初代グランドセントラル駅は 1871年に開業して Grand Central Depot(停車場/発着場)と呼ばれていました。この駅が開業するまで、 New York Central & Hudson River Railroad、New York & Harlem Railroad と New York & New Haven Railroad 三社の停車場は別々にあり、乗降客の利便性を考えて統合することになりました。その後、1899年に大規模な改修工事が行われ、駅名が Depot から Grand Central Station に変更になりました。(写真はそれぞれ1896年と1900年の撮影)

NYC Grand Central 1896 NYC Grand Central 1900

当時はまだ蒸気機関車で、1902年にトンネル内事故で多数の死傷者を出したことがきっかけとなり、全線の電化計画が一気に進みました。1906年には最初の電車が導入されています。乗降客がますます増加して手狭になってきたことに加え、ライバルのペンシルベニア鉄道の新駅 Pennsylvania Station に対抗するためにも Grand Central Station は建て替えられることになりました。1903年に建造が始まり、実に約10年の歳月をかけて現在の Grand Central Terminal 駅は完成しました。冒頭の写真は、2013年に100周年を迎えた時に撮ったもので、100 の数字がコンコース奥の窓に見て取れます。ちなみに、その下は2011年にオープンした Apple Store です。
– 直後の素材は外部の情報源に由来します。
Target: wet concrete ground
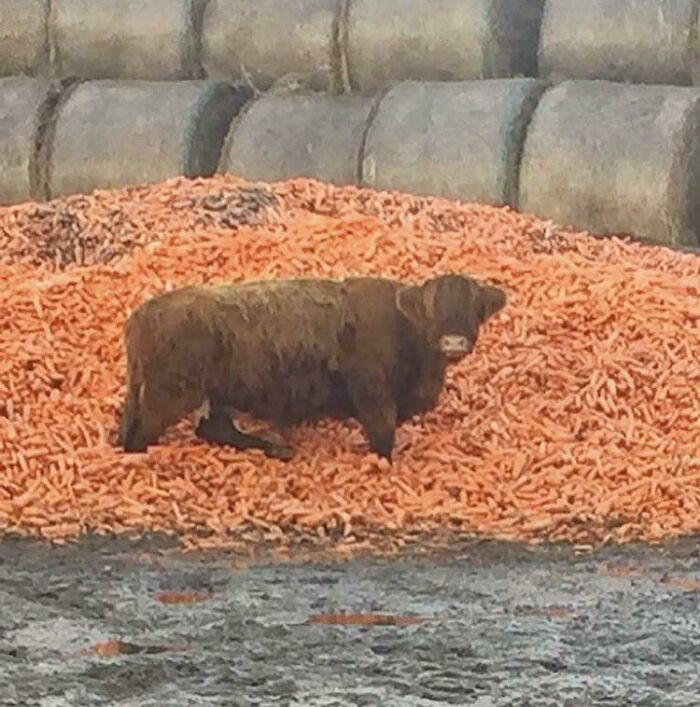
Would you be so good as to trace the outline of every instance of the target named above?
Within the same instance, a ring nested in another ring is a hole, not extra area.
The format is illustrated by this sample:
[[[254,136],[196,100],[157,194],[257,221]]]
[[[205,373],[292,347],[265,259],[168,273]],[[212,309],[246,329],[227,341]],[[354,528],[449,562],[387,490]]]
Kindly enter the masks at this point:
[[[143,550],[0,543],[0,705],[700,704],[696,540],[249,569]],[[433,620],[305,624],[339,611]],[[180,650],[77,654],[115,639]]]

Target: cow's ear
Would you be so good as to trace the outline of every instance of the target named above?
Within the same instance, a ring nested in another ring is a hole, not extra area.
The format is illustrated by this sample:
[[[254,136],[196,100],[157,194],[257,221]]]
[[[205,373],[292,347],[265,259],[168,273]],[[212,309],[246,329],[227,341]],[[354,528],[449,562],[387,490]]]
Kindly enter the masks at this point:
[[[506,306],[506,293],[493,285],[479,286],[479,319],[485,322]]]
[[[415,326],[420,326],[425,319],[423,288],[414,285],[398,290],[396,293],[396,309],[398,309],[409,322]]]

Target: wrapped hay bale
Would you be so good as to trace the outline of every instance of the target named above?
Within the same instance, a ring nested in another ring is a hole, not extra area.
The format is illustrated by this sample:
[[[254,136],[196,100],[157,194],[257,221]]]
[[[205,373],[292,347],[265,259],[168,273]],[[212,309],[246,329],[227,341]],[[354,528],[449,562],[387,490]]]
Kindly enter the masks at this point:
[[[550,89],[525,141],[519,206],[601,235],[697,244],[700,91],[607,81]]]
[[[248,89],[224,81],[93,81],[58,113],[52,197],[209,176]]]
[[[288,73],[331,88],[338,0],[210,0],[202,63],[210,78],[245,77],[265,90]]]
[[[697,0],[547,0],[541,75],[690,84],[697,21]]]
[[[44,197],[44,140],[69,84],[22,76],[0,79],[0,204]]]
[[[49,0],[0,0],[0,76],[46,70]]]
[[[544,89],[537,79],[398,84],[367,132],[363,184],[516,203],[525,132]]]
[[[375,100],[328,94],[266,94],[231,127],[220,171],[251,180],[313,177],[356,184]]]
[[[543,0],[353,0],[351,84],[535,76]]]
[[[53,71],[90,79],[199,78],[201,0],[52,0]]]

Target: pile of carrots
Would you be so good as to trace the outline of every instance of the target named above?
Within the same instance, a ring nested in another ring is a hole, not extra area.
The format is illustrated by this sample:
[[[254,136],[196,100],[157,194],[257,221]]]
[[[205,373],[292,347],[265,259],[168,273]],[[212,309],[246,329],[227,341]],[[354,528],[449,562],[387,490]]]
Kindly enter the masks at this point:
[[[296,457],[115,446],[131,309],[191,282],[465,272],[508,306],[399,429],[291,432]],[[294,180],[175,179],[0,209],[0,530],[62,541],[254,529],[338,547],[462,531],[539,542],[700,530],[700,257],[508,208]],[[208,534],[208,537],[205,537]]]

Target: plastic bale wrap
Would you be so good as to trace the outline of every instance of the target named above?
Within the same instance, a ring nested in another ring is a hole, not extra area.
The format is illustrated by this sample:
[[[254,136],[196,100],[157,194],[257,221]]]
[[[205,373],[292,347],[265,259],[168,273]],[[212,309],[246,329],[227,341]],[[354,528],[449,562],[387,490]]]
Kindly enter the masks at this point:
[[[53,72],[90,79],[199,78],[201,0],[53,0]]]
[[[341,26],[352,86],[535,76],[543,0],[352,0]]]
[[[210,78],[246,78],[266,90],[287,74],[332,88],[339,65],[338,0],[210,0],[202,63]]]
[[[528,130],[520,208],[601,235],[696,245],[700,91],[568,81]]]
[[[698,6],[697,0],[547,0],[541,75],[688,85],[697,73]]]
[[[515,204],[537,79],[401,83],[367,132],[362,181],[379,189]]]
[[[374,102],[364,96],[265,95],[234,121],[220,171],[251,180],[313,177],[357,184]]]
[[[48,65],[49,0],[0,0],[0,76],[35,76]]]
[[[58,113],[50,194],[209,176],[248,89],[224,81],[93,81]]]

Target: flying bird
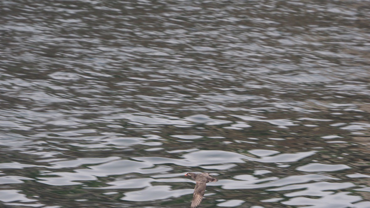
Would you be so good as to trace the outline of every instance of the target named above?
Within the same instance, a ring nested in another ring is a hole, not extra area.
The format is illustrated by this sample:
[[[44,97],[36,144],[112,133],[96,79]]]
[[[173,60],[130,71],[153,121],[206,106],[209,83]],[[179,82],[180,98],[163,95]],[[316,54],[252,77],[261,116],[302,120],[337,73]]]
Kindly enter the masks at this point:
[[[191,178],[195,181],[196,184],[194,189],[193,195],[193,200],[191,200],[191,208],[195,208],[199,205],[203,198],[204,191],[206,190],[206,183],[208,182],[215,182],[218,180],[209,175],[208,173],[202,173],[196,174],[194,173],[188,173],[185,174],[185,176],[191,176]]]

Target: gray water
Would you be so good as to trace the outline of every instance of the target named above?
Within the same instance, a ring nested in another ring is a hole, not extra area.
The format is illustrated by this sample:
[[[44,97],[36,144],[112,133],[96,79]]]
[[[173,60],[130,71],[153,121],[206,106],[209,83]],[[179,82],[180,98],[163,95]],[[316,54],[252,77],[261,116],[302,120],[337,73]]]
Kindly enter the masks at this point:
[[[0,207],[370,208],[369,5],[1,1]]]

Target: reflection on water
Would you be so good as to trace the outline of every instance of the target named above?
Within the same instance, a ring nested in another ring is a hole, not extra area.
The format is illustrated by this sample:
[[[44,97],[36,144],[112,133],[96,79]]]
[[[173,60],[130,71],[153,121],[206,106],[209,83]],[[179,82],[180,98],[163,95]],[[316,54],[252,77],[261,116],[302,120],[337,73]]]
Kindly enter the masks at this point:
[[[44,1],[0,3],[0,206],[370,207],[368,1]]]

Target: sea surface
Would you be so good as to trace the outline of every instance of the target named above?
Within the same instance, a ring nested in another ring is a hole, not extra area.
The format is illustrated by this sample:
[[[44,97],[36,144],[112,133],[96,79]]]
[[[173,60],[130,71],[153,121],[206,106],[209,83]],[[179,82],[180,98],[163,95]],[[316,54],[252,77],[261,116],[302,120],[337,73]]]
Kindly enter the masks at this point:
[[[0,207],[370,208],[370,1],[2,0]]]

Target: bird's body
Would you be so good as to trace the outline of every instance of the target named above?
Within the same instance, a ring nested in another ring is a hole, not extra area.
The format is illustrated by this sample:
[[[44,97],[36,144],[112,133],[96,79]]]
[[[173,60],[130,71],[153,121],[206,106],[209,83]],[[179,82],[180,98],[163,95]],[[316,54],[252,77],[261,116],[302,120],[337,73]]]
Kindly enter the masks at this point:
[[[195,208],[199,205],[203,198],[204,191],[206,190],[206,184],[208,182],[215,182],[218,180],[209,175],[207,173],[196,174],[194,173],[188,173],[185,175],[190,175],[192,179],[195,181],[196,184],[194,189],[193,200],[191,201],[191,208]]]

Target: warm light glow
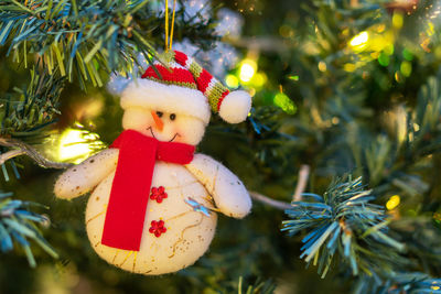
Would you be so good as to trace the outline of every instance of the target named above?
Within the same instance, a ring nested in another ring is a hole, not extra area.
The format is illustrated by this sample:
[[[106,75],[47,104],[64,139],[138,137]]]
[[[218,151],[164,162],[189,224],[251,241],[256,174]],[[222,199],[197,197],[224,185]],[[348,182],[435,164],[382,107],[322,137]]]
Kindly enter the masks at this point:
[[[273,99],[275,105],[280,107],[284,112],[289,115],[293,115],[297,111],[295,105],[292,102],[292,100],[284,95],[283,92],[278,92],[275,96]]]
[[[255,61],[245,59],[241,62],[239,78],[244,83],[248,83],[251,80],[252,76],[256,74],[257,64]]]
[[[410,76],[412,73],[412,64],[409,62],[402,62],[400,65],[400,70],[405,77]]]
[[[326,68],[327,68],[326,64],[324,62],[320,62],[318,67],[319,67],[320,72],[326,72]]]
[[[392,25],[395,29],[401,29],[404,23],[402,14],[401,12],[395,12],[392,17]]]
[[[60,139],[58,160],[79,163],[104,146],[96,133],[79,129],[66,129]]]
[[[366,31],[364,31],[355,35],[353,39],[351,39],[349,45],[353,48],[363,50],[364,47],[366,47],[368,40],[369,40],[369,34]]]
[[[227,84],[227,86],[229,88],[237,88],[239,86],[239,80],[237,79],[237,77],[235,75],[227,75],[225,77],[225,84]]]
[[[394,195],[389,198],[389,200],[386,203],[386,208],[387,210],[392,210],[400,204],[400,197],[398,195]]]
[[[254,77],[252,77],[252,85],[255,85],[256,87],[261,87],[265,85],[265,83],[267,83],[267,75],[263,73],[257,73]]]

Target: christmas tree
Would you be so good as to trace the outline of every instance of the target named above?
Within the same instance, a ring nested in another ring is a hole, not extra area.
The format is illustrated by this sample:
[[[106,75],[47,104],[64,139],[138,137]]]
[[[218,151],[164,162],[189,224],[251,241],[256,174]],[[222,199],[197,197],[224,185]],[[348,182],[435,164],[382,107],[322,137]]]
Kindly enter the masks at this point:
[[[440,13],[423,0],[1,1],[0,293],[441,293]],[[121,92],[170,47],[252,96],[245,122],[213,115],[197,146],[252,210],[218,214],[200,260],[148,276],[101,260],[88,197],[55,198],[54,184],[118,138]]]

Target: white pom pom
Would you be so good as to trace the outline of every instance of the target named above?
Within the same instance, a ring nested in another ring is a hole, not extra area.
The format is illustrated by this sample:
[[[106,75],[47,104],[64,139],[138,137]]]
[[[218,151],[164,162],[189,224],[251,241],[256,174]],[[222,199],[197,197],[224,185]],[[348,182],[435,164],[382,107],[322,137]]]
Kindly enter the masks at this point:
[[[232,91],[220,105],[219,116],[226,122],[239,123],[247,119],[251,109],[251,97],[244,90]]]

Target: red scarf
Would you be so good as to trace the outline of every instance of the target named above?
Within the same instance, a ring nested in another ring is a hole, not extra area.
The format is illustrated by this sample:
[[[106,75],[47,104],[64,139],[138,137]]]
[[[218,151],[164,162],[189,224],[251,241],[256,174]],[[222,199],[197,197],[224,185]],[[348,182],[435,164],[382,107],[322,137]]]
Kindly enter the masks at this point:
[[[123,131],[110,148],[118,148],[101,243],[139,251],[155,161],[187,164],[194,146],[161,142],[133,130]]]

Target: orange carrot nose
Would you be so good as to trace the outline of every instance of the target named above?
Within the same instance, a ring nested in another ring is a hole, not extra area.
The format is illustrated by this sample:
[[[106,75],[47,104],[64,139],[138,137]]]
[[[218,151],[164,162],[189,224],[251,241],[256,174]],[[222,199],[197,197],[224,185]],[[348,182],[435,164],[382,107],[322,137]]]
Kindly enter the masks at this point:
[[[157,124],[157,129],[162,131],[162,129],[164,128],[164,122],[161,120],[160,117],[158,117],[157,111],[152,110],[151,113],[154,120],[154,124]]]

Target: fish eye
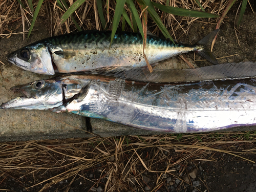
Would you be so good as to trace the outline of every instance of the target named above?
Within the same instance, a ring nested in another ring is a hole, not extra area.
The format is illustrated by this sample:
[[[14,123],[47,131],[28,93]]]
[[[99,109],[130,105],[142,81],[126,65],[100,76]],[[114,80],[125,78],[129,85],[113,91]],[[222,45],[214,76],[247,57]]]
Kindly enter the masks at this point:
[[[29,53],[29,50],[27,49],[25,49],[20,51],[19,52],[19,55],[23,59],[27,61],[30,58],[30,55]]]
[[[45,83],[46,82],[44,80],[39,80],[35,82],[34,86],[35,89],[40,89],[45,86]]]

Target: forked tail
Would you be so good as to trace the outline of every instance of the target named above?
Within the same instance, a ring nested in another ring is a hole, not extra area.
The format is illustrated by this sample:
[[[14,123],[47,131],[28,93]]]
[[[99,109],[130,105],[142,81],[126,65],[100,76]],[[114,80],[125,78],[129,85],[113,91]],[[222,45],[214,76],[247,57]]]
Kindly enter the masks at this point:
[[[218,61],[207,47],[211,43],[219,30],[219,29],[216,29],[212,31],[195,44],[196,45],[201,46],[203,48],[202,49],[197,51],[196,53],[214,65],[217,65]]]

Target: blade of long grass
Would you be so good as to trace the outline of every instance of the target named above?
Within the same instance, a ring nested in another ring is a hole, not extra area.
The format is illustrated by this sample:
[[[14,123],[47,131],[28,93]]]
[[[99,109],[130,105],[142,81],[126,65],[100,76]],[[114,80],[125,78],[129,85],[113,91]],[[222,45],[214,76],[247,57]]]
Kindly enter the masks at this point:
[[[38,14],[39,11],[40,10],[40,8],[41,8],[41,6],[42,5],[43,2],[44,0],[39,0],[37,6],[35,8],[35,12],[34,13],[34,16],[33,16],[32,20],[31,22],[31,25],[30,25],[30,28],[29,28],[28,38],[29,37],[29,35],[30,35],[30,34],[31,33],[33,28],[34,27],[34,25],[35,25],[35,20],[36,19],[36,17],[37,17],[37,15]]]
[[[17,0],[18,1],[18,2],[19,4],[20,4],[20,5],[22,6],[22,8],[23,9],[26,9],[26,8],[25,8],[25,6],[24,6],[24,5],[23,5],[23,4],[22,3],[22,2],[20,1],[20,0]]]
[[[125,19],[123,15],[123,18],[122,19],[122,31],[124,31],[125,29]]]
[[[131,23],[131,20],[130,19],[130,18],[128,16],[128,15],[127,14],[127,13],[125,11],[125,9],[123,8],[122,14],[123,15],[123,18],[125,19],[125,20],[127,22],[127,23],[128,23],[129,26],[131,27],[131,28],[132,29],[133,29],[133,30],[134,31],[134,30],[133,29],[133,25],[132,25],[132,23]]]
[[[205,12],[205,10],[204,10],[204,9],[203,8],[203,7],[202,7],[202,6],[201,5],[201,4],[200,4],[200,2],[199,2],[199,1],[198,0],[195,0],[196,1],[196,2],[197,2],[197,3],[198,4],[198,6],[200,7],[200,9],[201,9],[202,11]]]
[[[64,13],[62,16],[60,18],[60,22],[63,24],[64,22],[82,5],[86,0],[77,0],[70,6],[68,10]],[[62,2],[64,1],[62,1]]]
[[[96,0],[97,7],[98,8],[98,13],[99,13],[99,19],[101,22],[102,28],[103,29],[106,27],[106,20],[104,17],[104,14],[103,13],[102,2],[101,0]]]
[[[29,9],[30,11],[31,11],[32,14],[34,14],[34,8],[33,7],[33,3],[32,0],[28,0],[28,3],[29,4]]]
[[[110,22],[110,0],[106,0],[106,18],[108,22]]]
[[[132,12],[132,15],[134,17],[134,19],[135,19],[136,25],[138,26],[139,28],[139,30],[141,34],[141,36],[143,38],[143,40],[145,40],[144,38],[144,33],[143,33],[143,29],[142,28],[142,24],[141,23],[141,21],[140,19],[140,16],[139,15],[139,13],[138,13],[138,11],[135,7],[135,5],[132,1],[132,0],[126,0],[126,3],[129,4],[130,7],[131,8],[131,12]]]
[[[60,0],[57,0],[57,2],[58,3],[59,3],[60,4],[60,5],[61,6],[62,8],[64,9],[64,8],[63,7],[63,6],[62,5],[62,4],[60,2]],[[67,4],[67,3],[66,3],[66,2],[65,2],[65,0],[64,1],[61,0],[61,2],[63,3],[63,5],[64,5],[64,6],[65,6],[65,7],[66,8],[66,9],[68,9],[69,8],[69,6],[68,6],[68,4]],[[76,23],[76,20],[75,20],[75,18],[74,18],[74,17],[72,15],[71,15],[71,19],[72,19],[73,22],[74,23],[74,24],[75,24],[75,26],[76,27],[76,29],[77,29],[77,30],[78,30],[78,31],[82,31],[82,30],[80,28],[80,27],[78,25],[78,24],[77,24],[77,23]]]
[[[222,23],[222,21],[223,20],[224,18],[225,18],[225,16],[227,14],[227,12],[230,9],[231,7],[233,5],[233,4],[234,3],[236,0],[229,0],[228,2],[228,4],[227,5],[227,7],[226,7],[226,9],[225,9],[225,10],[222,14],[222,15],[221,15],[221,17],[220,18],[220,20],[219,20],[219,22],[218,22],[217,25],[216,26],[216,29],[220,29],[220,27],[221,26],[221,23]],[[217,34],[218,35],[218,34]],[[211,52],[212,51],[212,49],[214,46],[214,44],[215,44],[215,41],[216,41],[216,39],[217,38],[217,35],[215,36],[215,38],[214,38],[214,40],[212,40],[212,42],[211,43],[211,46],[210,48],[210,51]]]
[[[152,4],[152,2],[151,2],[150,0],[142,0],[142,1],[144,3],[144,4],[148,6],[148,7],[147,8],[148,13],[150,13],[150,16],[151,16],[151,17],[152,17],[154,21],[157,25],[165,38],[169,38],[173,41],[173,38],[169,34],[168,30],[167,30],[165,26],[164,26],[164,25],[163,24],[162,20],[155,10],[155,8]]]
[[[246,8],[246,5],[247,4],[247,0],[243,0],[243,2],[242,3],[242,7],[241,8],[240,14],[239,14],[239,18],[238,19],[238,28],[240,25],[240,23],[243,19],[243,17],[244,16],[244,14],[245,11],[245,9]]]
[[[149,0],[143,1],[148,1]],[[166,13],[173,14],[174,15],[183,16],[188,16],[191,17],[219,17],[219,15],[215,15],[214,14],[206,13],[205,12],[193,10],[191,9],[180,8],[179,7],[166,6],[165,5],[157,4],[155,2],[152,2],[152,4],[158,9],[159,9],[163,11],[166,12]]]
[[[59,7],[61,7],[62,9],[64,9],[64,7],[63,7],[62,4],[61,3],[61,2],[60,2],[60,0],[57,0],[57,3],[58,4],[58,5]],[[68,6],[68,5],[67,5],[67,6]],[[68,8],[68,7],[67,7],[67,8]]]
[[[113,19],[113,28],[112,32],[111,33],[110,47],[111,46],[113,39],[114,39],[114,37],[116,34],[117,28],[118,27],[118,24],[119,23],[120,19],[121,18],[121,15],[122,15],[122,12],[123,11],[125,3],[125,1],[123,0],[117,0],[116,1],[115,14],[114,14],[114,18]]]
[[[127,4],[127,5],[128,5],[128,8],[131,11],[132,8],[131,8],[129,4]],[[133,32],[135,33],[137,33],[138,32],[138,28],[137,27],[136,20],[135,20],[134,15],[132,12],[131,12],[131,15],[132,16],[132,23],[133,24]]]

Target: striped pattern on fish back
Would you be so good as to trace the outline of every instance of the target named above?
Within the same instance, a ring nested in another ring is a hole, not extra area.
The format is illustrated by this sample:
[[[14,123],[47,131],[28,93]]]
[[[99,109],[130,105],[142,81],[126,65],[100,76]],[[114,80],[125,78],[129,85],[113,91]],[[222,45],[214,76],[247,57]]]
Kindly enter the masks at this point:
[[[86,44],[95,43],[96,45],[106,42],[110,43],[111,31],[86,31],[81,32],[70,33],[50,37],[45,39],[53,46],[61,46],[70,44]],[[117,32],[112,45],[143,45],[143,38],[139,33],[129,32]],[[147,44],[156,47],[183,47],[184,45],[174,44],[168,39],[163,39],[157,36],[147,35]]]

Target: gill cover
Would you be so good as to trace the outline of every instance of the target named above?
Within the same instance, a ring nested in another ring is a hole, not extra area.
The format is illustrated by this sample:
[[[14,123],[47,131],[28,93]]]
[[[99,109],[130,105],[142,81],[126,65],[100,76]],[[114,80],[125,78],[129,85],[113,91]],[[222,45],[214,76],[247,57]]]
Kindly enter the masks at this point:
[[[54,75],[51,53],[42,43],[31,44],[15,51],[8,56],[12,63],[32,72]]]

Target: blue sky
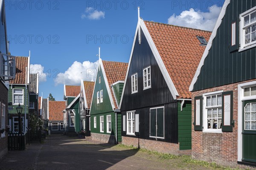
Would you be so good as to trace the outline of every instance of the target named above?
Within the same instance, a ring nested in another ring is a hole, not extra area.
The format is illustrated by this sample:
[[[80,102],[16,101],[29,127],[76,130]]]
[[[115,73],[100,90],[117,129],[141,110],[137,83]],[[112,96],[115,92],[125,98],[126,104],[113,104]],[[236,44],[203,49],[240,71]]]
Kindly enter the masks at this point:
[[[86,71],[96,67],[99,46],[102,60],[128,62],[137,6],[144,20],[212,31],[223,3],[6,0],[9,51],[28,56],[30,50],[31,68],[41,75],[40,96],[52,93],[62,100],[64,79],[67,85],[79,85],[82,71],[83,79],[91,79]]]

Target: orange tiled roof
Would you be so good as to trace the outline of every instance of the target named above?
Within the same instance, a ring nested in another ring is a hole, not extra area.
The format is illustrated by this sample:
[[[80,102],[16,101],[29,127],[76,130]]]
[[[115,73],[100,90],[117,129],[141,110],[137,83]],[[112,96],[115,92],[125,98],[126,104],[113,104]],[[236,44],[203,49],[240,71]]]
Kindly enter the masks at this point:
[[[116,62],[102,60],[106,77],[108,79],[108,85],[111,94],[114,100],[115,108],[118,108],[114,97],[113,91],[111,89],[111,85],[118,81],[125,81],[128,63],[126,62]]]
[[[66,96],[76,97],[80,94],[81,89],[80,85],[66,85]]]
[[[28,58],[25,57],[16,57],[15,77],[14,79],[10,81],[10,84],[26,84],[26,67],[28,67]]]
[[[49,101],[49,121],[63,121],[62,111],[66,108],[65,101]]]
[[[38,116],[40,115],[40,108],[41,108],[41,97],[38,97]]]
[[[208,41],[211,32],[144,21],[169,75],[179,94],[191,98],[189,89],[206,46],[196,36]]]
[[[85,97],[87,102],[88,108],[90,107],[92,98],[93,97],[93,93],[94,87],[94,82],[88,82],[84,81],[84,92],[85,93]]]

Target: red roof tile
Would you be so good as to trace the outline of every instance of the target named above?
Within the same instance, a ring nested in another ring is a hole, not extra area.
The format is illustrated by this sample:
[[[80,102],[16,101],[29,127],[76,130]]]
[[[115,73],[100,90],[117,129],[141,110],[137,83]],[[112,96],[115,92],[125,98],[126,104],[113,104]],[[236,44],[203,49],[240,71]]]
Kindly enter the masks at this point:
[[[26,84],[26,67],[28,67],[28,58],[25,57],[16,57],[15,77],[14,79],[10,81],[10,84]]]
[[[85,97],[87,102],[88,108],[90,107],[92,98],[93,97],[93,93],[94,87],[94,82],[88,82],[84,81],[84,92],[85,93]]]
[[[179,94],[191,98],[189,88],[205,46],[196,36],[208,41],[211,32],[153,22],[144,23]]]
[[[105,71],[106,77],[108,82],[111,95],[114,100],[115,108],[118,108],[116,102],[113,91],[111,90],[111,85],[118,81],[125,81],[128,63],[102,60],[102,64]]]
[[[66,108],[65,101],[49,101],[49,121],[63,121],[62,111]]]
[[[66,96],[76,97],[80,92],[80,85],[66,85]]]

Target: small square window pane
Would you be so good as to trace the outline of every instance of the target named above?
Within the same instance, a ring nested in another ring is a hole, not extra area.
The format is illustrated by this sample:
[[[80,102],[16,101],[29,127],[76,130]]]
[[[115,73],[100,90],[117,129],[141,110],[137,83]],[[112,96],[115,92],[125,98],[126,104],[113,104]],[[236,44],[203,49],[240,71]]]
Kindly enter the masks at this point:
[[[217,96],[217,105],[221,105],[222,103],[222,98],[221,97],[221,95],[218,95]]]
[[[215,106],[216,105],[216,96],[212,96],[212,105]]]
[[[207,97],[207,106],[211,106],[211,96]]]
[[[212,109],[209,109],[207,110],[207,117],[208,118],[212,118]]]
[[[250,113],[245,113],[245,120],[250,120]]]
[[[256,111],[256,103],[252,103],[252,111]]]
[[[252,120],[256,121],[256,112],[252,112]]]
[[[249,21],[249,15],[248,15],[246,16],[245,16],[244,18],[244,25],[245,26],[247,24],[248,24],[249,23],[250,23],[250,21]]]
[[[256,86],[251,87],[251,96],[256,95]]]
[[[245,111],[248,112],[250,111],[250,103],[248,103],[245,106]]]
[[[250,34],[245,36],[245,44],[248,44],[250,42]]]
[[[218,117],[221,118],[222,116],[222,109],[221,108],[219,108],[218,113]]]
[[[250,88],[244,88],[244,96],[250,96]]]
[[[256,130],[256,122],[252,122],[252,130]]]
[[[250,16],[250,17],[251,17],[250,22],[251,22],[256,20],[256,11],[251,13],[250,15],[251,15],[251,16]]]
[[[217,108],[212,109],[212,117],[217,117]]]

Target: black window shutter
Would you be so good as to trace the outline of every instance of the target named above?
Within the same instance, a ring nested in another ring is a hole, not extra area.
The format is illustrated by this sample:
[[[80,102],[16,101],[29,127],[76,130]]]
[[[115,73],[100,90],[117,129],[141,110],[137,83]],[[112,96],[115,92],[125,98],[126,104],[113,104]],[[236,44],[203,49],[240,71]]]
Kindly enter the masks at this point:
[[[239,50],[239,17],[236,18],[235,19],[231,21],[230,22],[230,30],[229,31],[229,43],[230,47],[230,52],[233,52],[234,51]],[[232,31],[232,24],[235,23],[236,24],[236,32],[233,33]],[[235,42],[236,43],[232,45],[232,35],[233,34],[235,34]]]
[[[222,132],[233,132],[233,91],[222,93]]]
[[[195,97],[194,128],[195,130],[203,130],[203,96]]]

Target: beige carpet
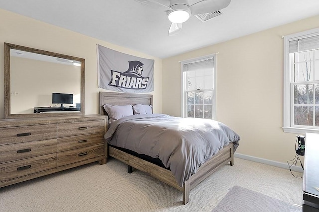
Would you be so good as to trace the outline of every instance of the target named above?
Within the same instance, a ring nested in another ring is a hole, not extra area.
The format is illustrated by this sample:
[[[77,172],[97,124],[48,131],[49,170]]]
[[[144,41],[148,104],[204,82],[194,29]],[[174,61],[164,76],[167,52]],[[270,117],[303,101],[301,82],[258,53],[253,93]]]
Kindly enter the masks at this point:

※ Pennsylvania Station は 1910年に完成・開業し、1962年に立て替えのため駅舎は取り壊されました。それを機に歴史的建造物の保存活動が盛んになり、1966年の高層ビル建設で取り壊されることになっていた Grand Central Terminal 駅舎は救われることになりました。

駅舎の直ぐ北側には 1963年に完成した旧パンナムビル(パンアメリカン航空本社)があります。59階建てのビルは、当時世界一高い商業オフィスビルでした。ビルの南北面には「PAN AM」の大きなロゴがあることでも有名でしたが、1981年にメットライフにビルは売却され、パンアメリカン航空の倒産と共にロゴは「MetLife」に変更されてしまいました。この旧パンナムビルは Grand Central Terminal の駅真上に作られています。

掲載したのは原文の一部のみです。